“The Vanishing Half” by Brit Bennett
This book has been a best seller in the States, and justifiably so. It covers an unusual angle of American society, as it follows the lives of twin sisters, Stella and Desiree. The book is about colour as both girls, though of African origin are white, and in the case of Stella, she spends her adult life “passing” as white. They grow up in the Louisiana town of Mallard, which by all accounts does not exist on any map, it is a town where the residents have managed colour, so Desiree’s eventual return causes a stir.
Their childhood was traumatic, and as teenagers, having been forced lo leave school, despite academic promise, they are sent by their widowed mother out to earn their keep. The monotony of their lives propels them to up and leave home, setting off together to New Orleans where they falteringly establish themselves. Stella eventually finding herself secretarial work, while Desiree continues on more menial tasks. Then one day Stella vanishes, moving with her wealthy boss, who she eventually marries. They end up in Los Angeles where they have a daughter, Kennedy, and live a comfortable life as a white family; Stella never disclosing her background to her husband, or over the years to her daughter.
The book opens in 1968 with Desiree returning to Mallard, walking in holding the hand of her daughter, Jude, who is black and therefore stands out in this community. She is escaping an abusive marriage. Mother and child settle back into the family home where her own mother Adele still lives and working as a cleaner; her life unchanged by the sudden departure of her daughters, but she welcomes Desiree back in as though no time has passed. Desiree had herself moved onto Washington D.C. where she worked for the judiciary on fingerprint identification, a role she cannot replicate back in Louisiana, so she finds work in Lou LeBon’s Diner.

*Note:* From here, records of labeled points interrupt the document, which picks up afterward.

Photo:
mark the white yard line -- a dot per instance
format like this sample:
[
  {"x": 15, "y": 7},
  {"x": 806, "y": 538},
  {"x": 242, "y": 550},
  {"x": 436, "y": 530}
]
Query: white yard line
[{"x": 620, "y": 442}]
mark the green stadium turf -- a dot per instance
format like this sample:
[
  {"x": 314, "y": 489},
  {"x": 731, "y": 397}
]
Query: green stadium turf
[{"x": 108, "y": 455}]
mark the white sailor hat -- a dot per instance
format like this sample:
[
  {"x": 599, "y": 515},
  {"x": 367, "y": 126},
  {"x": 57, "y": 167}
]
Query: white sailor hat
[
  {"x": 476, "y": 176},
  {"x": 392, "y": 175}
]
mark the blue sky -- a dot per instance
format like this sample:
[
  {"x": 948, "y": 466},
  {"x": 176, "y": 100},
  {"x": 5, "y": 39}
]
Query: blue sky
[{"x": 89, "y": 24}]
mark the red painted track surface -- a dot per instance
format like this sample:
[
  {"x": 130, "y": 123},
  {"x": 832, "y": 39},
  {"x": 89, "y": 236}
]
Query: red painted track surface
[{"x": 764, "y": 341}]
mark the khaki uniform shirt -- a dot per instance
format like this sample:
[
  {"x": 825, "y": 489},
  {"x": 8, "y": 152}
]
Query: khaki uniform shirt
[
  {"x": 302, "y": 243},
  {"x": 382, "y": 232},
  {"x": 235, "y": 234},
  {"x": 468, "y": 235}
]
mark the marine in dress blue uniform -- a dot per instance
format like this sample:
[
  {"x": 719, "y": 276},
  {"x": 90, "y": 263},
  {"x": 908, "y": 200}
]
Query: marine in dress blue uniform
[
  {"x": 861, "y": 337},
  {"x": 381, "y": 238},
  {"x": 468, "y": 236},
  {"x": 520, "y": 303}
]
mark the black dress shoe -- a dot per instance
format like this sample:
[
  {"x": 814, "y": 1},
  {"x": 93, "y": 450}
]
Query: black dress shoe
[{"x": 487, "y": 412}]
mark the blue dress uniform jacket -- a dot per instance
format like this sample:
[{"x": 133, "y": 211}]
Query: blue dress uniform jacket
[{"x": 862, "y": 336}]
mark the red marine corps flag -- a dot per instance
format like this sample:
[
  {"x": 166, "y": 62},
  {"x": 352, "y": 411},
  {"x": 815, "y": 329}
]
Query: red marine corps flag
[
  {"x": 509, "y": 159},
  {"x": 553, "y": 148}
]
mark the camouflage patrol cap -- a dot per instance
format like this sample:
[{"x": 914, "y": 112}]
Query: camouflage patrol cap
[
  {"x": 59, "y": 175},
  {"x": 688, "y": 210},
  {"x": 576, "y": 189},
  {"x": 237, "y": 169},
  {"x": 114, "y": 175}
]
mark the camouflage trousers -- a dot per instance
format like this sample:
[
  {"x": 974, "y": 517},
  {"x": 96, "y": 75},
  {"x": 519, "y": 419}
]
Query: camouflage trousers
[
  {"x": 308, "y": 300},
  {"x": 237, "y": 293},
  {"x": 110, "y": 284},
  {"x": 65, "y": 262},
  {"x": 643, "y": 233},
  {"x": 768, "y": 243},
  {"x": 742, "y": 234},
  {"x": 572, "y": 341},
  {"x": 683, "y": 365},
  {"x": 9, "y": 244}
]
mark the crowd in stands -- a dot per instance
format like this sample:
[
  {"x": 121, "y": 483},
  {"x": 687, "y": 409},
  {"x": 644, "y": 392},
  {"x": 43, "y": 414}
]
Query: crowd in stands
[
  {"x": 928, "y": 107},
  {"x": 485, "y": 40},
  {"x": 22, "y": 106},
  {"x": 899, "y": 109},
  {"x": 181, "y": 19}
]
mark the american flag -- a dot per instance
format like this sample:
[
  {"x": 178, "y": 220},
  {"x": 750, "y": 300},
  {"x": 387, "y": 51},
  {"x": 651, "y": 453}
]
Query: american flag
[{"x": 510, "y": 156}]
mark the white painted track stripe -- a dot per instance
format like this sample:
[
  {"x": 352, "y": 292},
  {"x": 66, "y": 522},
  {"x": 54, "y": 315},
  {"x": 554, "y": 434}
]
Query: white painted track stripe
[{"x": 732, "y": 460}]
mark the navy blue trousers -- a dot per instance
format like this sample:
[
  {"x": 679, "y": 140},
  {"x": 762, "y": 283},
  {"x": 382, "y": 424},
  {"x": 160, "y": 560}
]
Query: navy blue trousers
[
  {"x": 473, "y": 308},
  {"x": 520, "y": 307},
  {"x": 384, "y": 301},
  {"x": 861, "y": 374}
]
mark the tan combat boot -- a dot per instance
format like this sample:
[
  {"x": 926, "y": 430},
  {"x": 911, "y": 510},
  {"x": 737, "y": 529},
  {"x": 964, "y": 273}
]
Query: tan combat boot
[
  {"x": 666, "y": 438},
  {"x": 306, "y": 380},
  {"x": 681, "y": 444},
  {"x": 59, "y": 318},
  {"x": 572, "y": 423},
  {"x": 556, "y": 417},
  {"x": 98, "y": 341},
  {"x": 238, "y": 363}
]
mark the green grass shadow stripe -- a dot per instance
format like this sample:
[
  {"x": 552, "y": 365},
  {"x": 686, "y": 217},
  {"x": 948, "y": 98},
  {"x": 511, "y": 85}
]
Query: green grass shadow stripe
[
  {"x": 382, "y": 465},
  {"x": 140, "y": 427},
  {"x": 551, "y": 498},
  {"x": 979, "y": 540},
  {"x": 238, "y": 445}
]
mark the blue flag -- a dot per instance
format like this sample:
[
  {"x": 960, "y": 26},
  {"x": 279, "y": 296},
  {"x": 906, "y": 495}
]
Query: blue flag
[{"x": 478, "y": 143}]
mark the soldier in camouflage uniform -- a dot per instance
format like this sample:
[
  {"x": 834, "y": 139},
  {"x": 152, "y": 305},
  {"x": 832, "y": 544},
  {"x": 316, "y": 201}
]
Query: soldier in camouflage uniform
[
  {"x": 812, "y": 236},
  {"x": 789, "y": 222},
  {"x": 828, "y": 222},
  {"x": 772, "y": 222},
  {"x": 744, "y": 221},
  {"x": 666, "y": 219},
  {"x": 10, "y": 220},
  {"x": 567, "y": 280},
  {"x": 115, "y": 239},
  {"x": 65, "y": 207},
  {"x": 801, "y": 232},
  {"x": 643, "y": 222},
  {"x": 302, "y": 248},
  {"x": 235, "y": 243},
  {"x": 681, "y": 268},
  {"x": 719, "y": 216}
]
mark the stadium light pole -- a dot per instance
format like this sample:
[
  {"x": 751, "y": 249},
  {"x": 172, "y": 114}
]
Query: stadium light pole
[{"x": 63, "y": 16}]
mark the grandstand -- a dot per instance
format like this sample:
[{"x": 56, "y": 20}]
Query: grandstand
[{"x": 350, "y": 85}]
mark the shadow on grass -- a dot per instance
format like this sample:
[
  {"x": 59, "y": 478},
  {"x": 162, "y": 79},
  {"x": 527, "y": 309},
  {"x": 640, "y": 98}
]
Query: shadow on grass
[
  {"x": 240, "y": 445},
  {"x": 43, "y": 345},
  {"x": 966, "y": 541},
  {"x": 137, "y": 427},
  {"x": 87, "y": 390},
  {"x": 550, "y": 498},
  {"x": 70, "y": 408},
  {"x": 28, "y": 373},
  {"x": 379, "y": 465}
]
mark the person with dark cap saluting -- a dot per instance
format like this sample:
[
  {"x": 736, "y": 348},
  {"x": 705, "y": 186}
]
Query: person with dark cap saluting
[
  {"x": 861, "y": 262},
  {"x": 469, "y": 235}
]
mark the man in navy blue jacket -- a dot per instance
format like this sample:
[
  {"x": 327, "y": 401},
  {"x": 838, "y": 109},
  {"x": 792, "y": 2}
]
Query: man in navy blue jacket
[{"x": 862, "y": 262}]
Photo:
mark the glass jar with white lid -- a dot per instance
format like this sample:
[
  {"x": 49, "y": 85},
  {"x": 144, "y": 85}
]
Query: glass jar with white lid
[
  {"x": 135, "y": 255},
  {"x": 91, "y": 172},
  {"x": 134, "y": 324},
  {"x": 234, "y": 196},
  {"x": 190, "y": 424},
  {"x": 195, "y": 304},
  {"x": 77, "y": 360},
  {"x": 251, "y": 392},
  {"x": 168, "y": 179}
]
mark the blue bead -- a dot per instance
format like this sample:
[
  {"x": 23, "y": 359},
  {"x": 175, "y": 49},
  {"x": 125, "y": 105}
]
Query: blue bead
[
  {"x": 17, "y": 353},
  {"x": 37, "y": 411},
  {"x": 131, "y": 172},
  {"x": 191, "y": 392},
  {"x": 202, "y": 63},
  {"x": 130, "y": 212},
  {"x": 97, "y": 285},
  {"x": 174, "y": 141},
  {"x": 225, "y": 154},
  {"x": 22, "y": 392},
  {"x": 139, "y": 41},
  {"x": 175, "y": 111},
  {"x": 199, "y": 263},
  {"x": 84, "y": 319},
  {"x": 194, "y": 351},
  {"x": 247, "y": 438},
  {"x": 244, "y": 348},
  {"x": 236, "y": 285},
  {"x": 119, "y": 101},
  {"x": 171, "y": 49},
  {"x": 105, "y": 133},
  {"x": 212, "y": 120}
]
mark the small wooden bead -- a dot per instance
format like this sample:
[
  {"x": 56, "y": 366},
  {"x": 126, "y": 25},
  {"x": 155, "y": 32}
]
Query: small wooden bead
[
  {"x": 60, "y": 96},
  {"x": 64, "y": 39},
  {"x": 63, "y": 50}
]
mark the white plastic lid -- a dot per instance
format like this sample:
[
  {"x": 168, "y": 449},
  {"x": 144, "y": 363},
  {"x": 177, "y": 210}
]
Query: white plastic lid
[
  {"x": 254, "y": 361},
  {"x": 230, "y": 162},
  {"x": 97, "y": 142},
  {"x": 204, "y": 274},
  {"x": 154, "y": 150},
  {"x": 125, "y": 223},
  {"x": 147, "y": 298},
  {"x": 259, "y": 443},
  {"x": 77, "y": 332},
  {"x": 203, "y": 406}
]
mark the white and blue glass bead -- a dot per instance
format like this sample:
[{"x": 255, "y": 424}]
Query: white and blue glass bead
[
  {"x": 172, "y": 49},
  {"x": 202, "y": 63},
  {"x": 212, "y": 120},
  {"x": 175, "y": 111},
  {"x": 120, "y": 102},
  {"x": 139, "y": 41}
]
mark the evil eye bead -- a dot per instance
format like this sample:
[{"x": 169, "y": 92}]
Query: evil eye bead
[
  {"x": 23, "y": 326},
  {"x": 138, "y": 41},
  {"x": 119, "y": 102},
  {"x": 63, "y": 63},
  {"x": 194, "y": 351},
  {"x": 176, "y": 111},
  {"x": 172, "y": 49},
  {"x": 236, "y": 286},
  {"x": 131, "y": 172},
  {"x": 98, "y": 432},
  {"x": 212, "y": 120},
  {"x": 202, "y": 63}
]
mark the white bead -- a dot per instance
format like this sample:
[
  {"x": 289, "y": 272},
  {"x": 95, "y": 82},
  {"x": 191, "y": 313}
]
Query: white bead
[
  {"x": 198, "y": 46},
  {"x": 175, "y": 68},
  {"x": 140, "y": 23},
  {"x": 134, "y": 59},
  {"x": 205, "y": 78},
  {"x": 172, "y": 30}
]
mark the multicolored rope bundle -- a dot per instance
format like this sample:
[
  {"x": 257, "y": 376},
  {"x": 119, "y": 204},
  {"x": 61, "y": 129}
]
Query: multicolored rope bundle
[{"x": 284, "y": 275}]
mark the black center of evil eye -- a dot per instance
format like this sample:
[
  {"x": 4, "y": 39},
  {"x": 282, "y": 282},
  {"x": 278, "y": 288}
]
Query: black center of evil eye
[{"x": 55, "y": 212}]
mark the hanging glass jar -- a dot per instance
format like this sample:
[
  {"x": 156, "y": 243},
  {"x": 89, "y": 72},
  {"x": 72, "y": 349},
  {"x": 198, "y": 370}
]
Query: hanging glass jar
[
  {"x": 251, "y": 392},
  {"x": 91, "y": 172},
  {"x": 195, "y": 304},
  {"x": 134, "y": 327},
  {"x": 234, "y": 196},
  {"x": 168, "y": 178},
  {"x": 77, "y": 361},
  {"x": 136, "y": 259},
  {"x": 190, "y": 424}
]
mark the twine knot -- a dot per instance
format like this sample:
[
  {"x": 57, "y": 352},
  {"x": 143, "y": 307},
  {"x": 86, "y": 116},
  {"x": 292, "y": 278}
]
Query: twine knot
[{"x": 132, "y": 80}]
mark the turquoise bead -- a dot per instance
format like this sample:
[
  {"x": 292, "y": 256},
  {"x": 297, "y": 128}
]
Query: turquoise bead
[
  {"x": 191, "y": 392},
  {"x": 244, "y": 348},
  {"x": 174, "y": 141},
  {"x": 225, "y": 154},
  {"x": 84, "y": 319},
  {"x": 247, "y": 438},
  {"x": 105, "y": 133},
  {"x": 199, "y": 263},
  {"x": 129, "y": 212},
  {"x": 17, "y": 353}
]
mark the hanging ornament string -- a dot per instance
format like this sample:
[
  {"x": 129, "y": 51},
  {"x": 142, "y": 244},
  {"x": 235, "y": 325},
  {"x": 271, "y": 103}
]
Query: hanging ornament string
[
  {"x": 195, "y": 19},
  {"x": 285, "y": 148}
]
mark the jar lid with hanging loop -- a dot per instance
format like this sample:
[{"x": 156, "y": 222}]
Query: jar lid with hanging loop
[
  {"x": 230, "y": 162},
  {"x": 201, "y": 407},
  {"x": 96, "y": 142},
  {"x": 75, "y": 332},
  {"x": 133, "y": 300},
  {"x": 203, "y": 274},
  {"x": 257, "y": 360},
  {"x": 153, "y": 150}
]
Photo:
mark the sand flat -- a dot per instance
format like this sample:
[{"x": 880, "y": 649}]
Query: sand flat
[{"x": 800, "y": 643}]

A decade on, Jude, a bright student and an athlete, moves to Los Angeles, on a sports scholarship to study medicine. There, as luck would have it, she is working as a waitress at a smart L.A. party when a woman identical to her mother walks in. It is her aunt, but she is unaware of this and then over the next few years is fixated to discover the truth. The cousins meet and become friends, of a sort, but their different upbringings, and Kennedy’s privileged life means that they are never equals. Jude pursues her medical career, self funding her studies with partner Reese; while Kennedy aspires to be an actress, unaware of her mother’s past.
We follow these families, plus Adele’s partner Early Jones, an unusual individual!, through the politically strident years of America as far as 1988. The simple complexities of each of their lives, and how the twins, so close as children, survive apart, make this a very fulfilling read. It is an unusual story told from a particular angle, “passing” something apparently common in the States that maybe we are not so well acquainted with on this side of the Atlantic. A satisfying, interesting read with a myriad of support characters who embellish the main story by a novelist who will be worth looking out for in the future.